どんな微笑よりも…19

「誘拐?」
和希は驚いて聞き直した。
「驚かれるのも無理ありません。けれども、和希様のご誕生を疎ましく思っている人達が大勢いらっしゃる事をご理解して下さい。」
「ど…どうして…俺は何もしてないのに…」
涙ぐむ和希に石塚は、
「和希様はそのようなお立場にあるのです。鈴菱家の第一子の男のお子様だからです。しかも正妻のお子様ではなく、愛人のお子様です。しかし、愛人のお子様であっても和希様は正式な後継者です。けれども、中にはそのような事を認めるのが嫌な方々もいらっしゃるのです。そういう方々にとって和希様の存在は邪魔なんです。
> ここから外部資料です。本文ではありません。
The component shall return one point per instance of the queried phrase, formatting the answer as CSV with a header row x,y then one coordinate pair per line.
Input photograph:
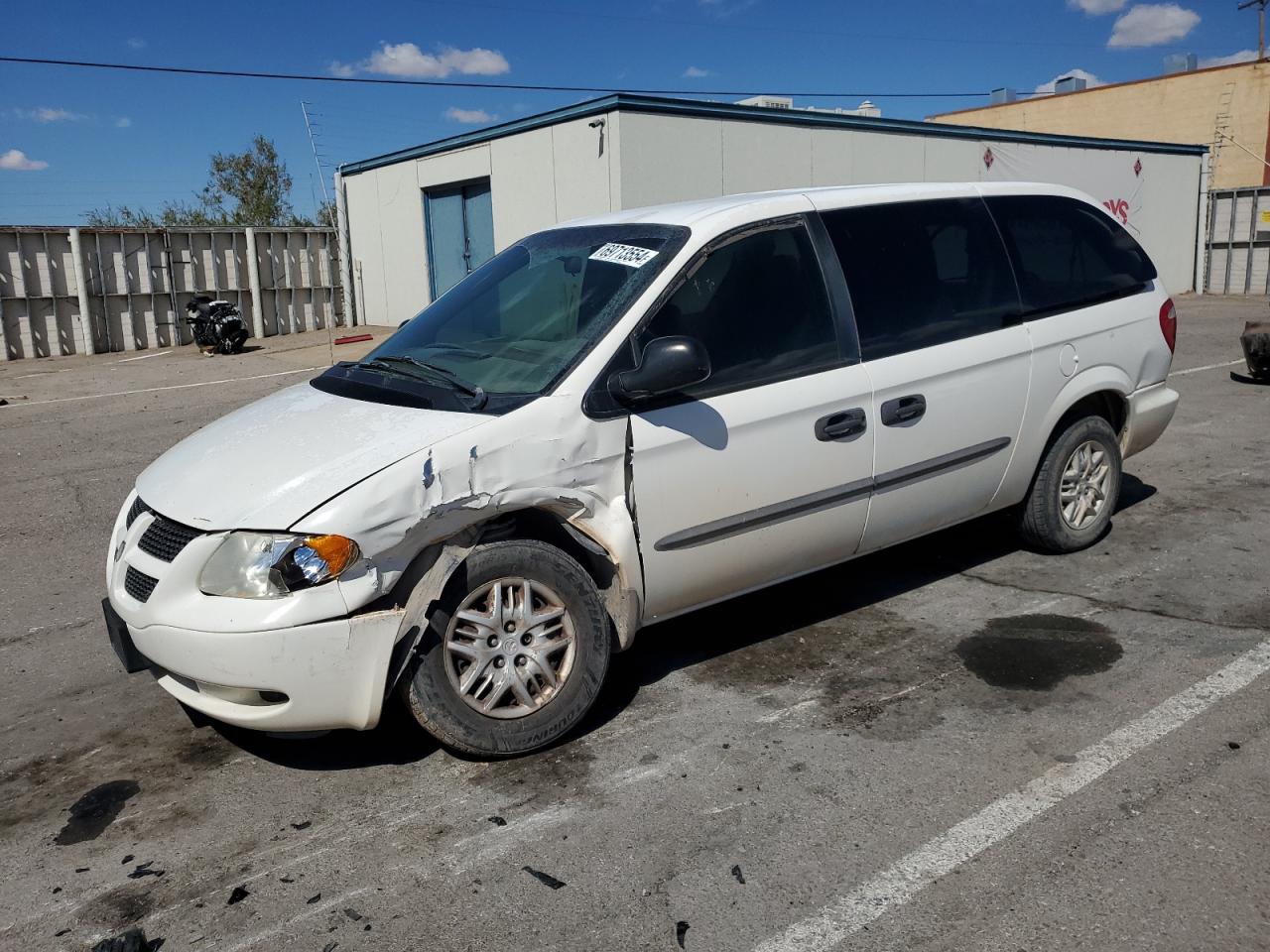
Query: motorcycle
x,y
217,325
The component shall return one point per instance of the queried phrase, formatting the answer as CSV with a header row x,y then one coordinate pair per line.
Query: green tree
x,y
249,188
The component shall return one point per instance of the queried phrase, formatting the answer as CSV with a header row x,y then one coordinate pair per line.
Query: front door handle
x,y
903,411
842,425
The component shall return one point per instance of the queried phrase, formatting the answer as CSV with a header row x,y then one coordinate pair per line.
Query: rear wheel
x,y
1076,489
515,653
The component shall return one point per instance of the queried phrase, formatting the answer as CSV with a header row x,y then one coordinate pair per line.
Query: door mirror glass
x,y
667,366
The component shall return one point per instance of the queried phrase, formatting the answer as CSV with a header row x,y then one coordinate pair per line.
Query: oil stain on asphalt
x,y
1038,652
95,810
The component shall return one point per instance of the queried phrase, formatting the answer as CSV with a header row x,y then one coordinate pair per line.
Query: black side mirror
x,y
666,366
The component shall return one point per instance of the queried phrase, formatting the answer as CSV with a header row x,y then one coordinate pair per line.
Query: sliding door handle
x,y
903,411
842,425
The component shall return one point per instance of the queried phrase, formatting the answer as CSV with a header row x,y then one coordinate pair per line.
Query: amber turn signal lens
x,y
336,551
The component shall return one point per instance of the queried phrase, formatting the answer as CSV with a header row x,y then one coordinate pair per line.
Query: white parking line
x,y
175,386
1206,367
947,852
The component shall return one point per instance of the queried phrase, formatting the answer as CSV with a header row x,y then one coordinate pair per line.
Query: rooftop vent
x,y
769,102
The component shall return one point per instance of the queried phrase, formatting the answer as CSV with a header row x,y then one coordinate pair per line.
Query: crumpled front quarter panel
x,y
547,454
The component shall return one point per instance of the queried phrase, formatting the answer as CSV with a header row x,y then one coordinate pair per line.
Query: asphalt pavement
x,y
955,744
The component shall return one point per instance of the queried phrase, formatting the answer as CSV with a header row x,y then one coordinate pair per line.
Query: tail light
x,y
1169,324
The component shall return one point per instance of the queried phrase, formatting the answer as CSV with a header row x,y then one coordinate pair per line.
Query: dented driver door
x,y
740,490
763,470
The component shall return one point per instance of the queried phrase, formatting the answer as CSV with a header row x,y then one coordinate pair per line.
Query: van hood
x,y
268,463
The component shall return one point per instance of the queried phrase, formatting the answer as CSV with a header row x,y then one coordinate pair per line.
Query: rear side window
x,y
922,273
1067,253
761,308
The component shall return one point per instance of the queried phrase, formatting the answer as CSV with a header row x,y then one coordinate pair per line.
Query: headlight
x,y
272,565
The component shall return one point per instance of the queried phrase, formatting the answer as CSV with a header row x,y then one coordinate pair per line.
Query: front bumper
x,y
1151,409
312,676
302,662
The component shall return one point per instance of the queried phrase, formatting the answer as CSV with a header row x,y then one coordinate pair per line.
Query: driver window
x,y
760,307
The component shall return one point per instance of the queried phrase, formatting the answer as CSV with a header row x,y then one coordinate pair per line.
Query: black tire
x,y
435,699
1040,520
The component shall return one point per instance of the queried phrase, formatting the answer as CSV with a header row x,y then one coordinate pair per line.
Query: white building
x,y
414,221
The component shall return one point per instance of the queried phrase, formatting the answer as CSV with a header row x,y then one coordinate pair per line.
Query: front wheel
x,y
515,653
1076,489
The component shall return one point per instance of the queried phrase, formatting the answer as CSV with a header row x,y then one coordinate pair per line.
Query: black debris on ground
x,y
130,941
545,879
681,929
95,810
145,870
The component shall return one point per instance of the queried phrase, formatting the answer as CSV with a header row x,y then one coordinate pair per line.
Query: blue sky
x,y
71,140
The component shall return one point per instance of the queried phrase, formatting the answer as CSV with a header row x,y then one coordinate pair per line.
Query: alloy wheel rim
x,y
1084,486
509,648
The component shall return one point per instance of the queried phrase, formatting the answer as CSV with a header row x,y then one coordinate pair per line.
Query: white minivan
x,y
626,417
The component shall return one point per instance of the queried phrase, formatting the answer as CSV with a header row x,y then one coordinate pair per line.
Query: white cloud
x,y
1152,24
1095,8
408,60
17,160
1242,56
468,116
724,9
1089,80
48,114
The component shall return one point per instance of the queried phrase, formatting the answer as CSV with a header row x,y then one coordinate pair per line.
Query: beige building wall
x,y
1182,107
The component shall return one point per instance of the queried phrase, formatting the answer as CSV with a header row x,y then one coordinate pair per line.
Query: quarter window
x,y
1067,253
760,307
922,273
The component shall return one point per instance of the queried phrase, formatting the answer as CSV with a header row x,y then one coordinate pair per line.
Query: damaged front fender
x,y
545,456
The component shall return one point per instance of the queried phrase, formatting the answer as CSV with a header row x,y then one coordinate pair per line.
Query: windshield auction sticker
x,y
630,255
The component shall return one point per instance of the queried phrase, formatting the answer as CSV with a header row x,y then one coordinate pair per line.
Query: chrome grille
x,y
139,584
166,538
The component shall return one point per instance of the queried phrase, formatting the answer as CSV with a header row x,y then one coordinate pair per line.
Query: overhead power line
x,y
461,84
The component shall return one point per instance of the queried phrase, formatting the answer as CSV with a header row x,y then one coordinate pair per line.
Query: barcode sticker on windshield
x,y
630,255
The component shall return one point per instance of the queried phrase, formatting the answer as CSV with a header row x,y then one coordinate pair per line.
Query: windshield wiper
x,y
389,362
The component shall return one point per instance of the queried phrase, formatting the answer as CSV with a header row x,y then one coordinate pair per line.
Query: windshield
x,y
518,322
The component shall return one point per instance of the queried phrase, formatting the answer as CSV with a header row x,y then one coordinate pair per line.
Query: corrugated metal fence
x,y
1238,241
72,291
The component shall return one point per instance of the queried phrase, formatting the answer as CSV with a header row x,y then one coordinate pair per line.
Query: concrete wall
x,y
538,178
128,289
1157,200
1238,243
1178,108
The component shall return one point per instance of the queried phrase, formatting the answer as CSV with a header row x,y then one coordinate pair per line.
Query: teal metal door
x,y
460,226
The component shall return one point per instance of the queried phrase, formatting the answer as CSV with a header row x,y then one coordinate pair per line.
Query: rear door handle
x,y
842,425
902,411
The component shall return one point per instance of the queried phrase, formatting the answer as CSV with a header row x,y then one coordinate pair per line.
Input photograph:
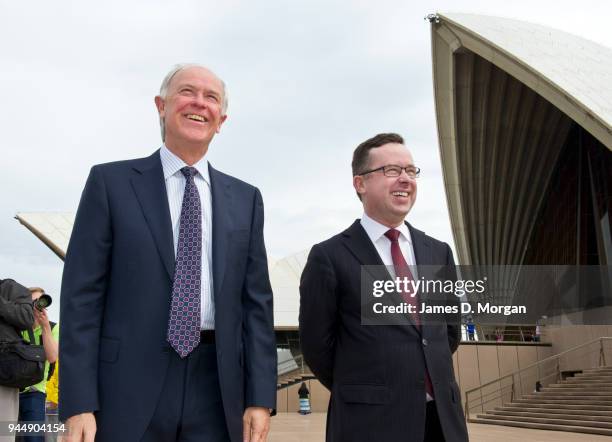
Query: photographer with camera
x,y
15,314
32,399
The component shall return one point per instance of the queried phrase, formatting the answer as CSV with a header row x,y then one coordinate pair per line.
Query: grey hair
x,y
163,89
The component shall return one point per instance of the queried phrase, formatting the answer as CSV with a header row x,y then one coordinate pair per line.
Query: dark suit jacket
x,y
116,293
375,373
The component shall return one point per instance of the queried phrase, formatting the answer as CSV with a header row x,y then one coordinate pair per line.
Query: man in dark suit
x,y
166,305
388,383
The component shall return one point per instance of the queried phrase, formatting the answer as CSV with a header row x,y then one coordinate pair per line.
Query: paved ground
x,y
292,427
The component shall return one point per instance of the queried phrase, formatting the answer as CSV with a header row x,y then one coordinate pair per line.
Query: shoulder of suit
x,y
233,180
123,164
333,241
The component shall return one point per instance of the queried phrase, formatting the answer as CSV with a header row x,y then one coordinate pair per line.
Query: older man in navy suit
x,y
166,305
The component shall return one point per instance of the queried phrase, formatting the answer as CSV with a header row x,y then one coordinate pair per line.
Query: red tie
x,y
403,271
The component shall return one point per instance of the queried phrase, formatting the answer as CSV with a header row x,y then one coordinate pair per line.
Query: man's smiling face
x,y
387,199
192,109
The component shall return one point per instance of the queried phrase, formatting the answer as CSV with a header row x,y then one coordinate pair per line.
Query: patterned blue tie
x,y
184,322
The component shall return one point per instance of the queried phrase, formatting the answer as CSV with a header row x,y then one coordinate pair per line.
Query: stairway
x,y
581,404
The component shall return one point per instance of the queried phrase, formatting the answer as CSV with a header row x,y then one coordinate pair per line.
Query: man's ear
x,y
221,121
359,184
160,105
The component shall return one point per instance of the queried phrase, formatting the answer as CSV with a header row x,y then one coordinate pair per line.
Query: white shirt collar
x,y
172,164
376,230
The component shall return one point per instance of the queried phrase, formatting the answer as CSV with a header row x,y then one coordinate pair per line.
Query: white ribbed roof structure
x,y
54,230
507,94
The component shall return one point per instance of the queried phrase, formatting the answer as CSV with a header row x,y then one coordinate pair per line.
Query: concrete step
x,y
548,415
573,381
602,386
592,377
574,393
544,420
556,411
552,427
562,396
562,402
598,369
560,405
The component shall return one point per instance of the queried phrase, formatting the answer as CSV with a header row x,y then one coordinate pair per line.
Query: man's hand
x,y
255,424
80,428
42,319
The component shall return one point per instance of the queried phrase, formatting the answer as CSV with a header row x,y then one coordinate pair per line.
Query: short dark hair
x,y
362,153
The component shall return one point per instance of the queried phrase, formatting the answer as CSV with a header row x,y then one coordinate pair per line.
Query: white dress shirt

」

驚く和希に石塚は話を進める。
「和希様がいらっしゃらなければ、もしかしたら自分が鈴菱家の後継者になれるかもしれないと思う方々からの嫌がらせが始まりました。」
「それが…この額の…傷…?」
「はい、それも勿論ですが、他にも様々な目に合われました。ですので、鈴菱様、和希様のお父上は和希様に護衛を付けられたのです。けれども、どんなにしていて僅かなすきをついてあの日和希様は誘拐されてしまいました。」
「でも…どうして?警察には届けが出てなかったはずです。」
「そうです。警察には捜索願いを出しませんでした。」
「なぜですか?」
「騒ぎになると困るからです。鈴菱家のお子様が誘拐されたとなれば、大変な騒ぎになります。しかも、正妻ではなく愛人の子なのでまだ世間には鈴菱家の正式な後継者として発表はしていなかったのです。ですので、独自には捜索していたのですが、どうしても足取りが掴めなかったんです。その時、そちらにいらっしゃる丹羽様が和希様を見つけて下さったのです。」

和希は丹羽の方を振り向いた。
丹羽は安心しろという顔で和希を見守っていてくれていた。
和希は丹羽に向かって微笑んだ後石塚に言った。
「話はよく分かりました。」
「それでは、さっそく鈴菱家に参りましょう。」
「えっ?でも…急に言われても困ります。」
「何か問題でもあるの?」
今まで黙っていた女性が言った。
「貴方は鈴菱家の後継者なのよ。いつまでもこんな所にいていいわけないでしょ。」
「でも…俺は…お世話になっている中嶋さんに黙って来てしまったんです。」
「あら?そこにいる丹羽さんは貴方が今言った中嶋さんの依頼で動いているのよ。中嶋さんが知らない訳ないじゃない。」
「中嶋さんが丹羽さんに?」

驚いた顔で丹羽を見た和希は困った顔をした丹羽と目が合った。
丹羽は頭を掻くと、
「黙っていて悪い。だけど、ヒデから内緒でやってくれって頼まれてたんだ。」
「中嶋さんが?」
「ああ。ヒデの奴は和希を引き取った時から、和希の親を捜すつもりだったんだ。」
「俺の親を?どうして中嶋さんがそこまでしてくれるんですか?」
「そりゃ…いや…これ以上は俺の口からは言えねえな。聞きたかったら後でヒデに直接聞くんだな。」
「もういいかしら?」
丹羽と和希の会話を終わらせようと女性は話し掛けた。
「はい、失礼しました。」
丹羽は頭を下げる。
「和希、これで分かったわね。さあ、鈴菱家に帰るわよ。」

和希はもうどうしていいのか分からなってしまった。
あまりにも色んな事を知ってしまったからだ。
ただ、たった1つだけ分かった事があった。
ここでの…中嶋さんと暮らしはもうないのだという事を…
その事を考えた時、和希の胸は苦しくなった。
どうしてだろう?
中嶋さんの事をあんなに恐れていたのに…
俺の身体を弄ぶような事しかしない人なのに…
それなのに、中嶋さんと離れると知っただけでどうしてこんなにも心が辛くなるのだろうか?
わけが分からない気持ちが和希の胸を過ぎったが、和希はその気持ちに蓋をしてしまった。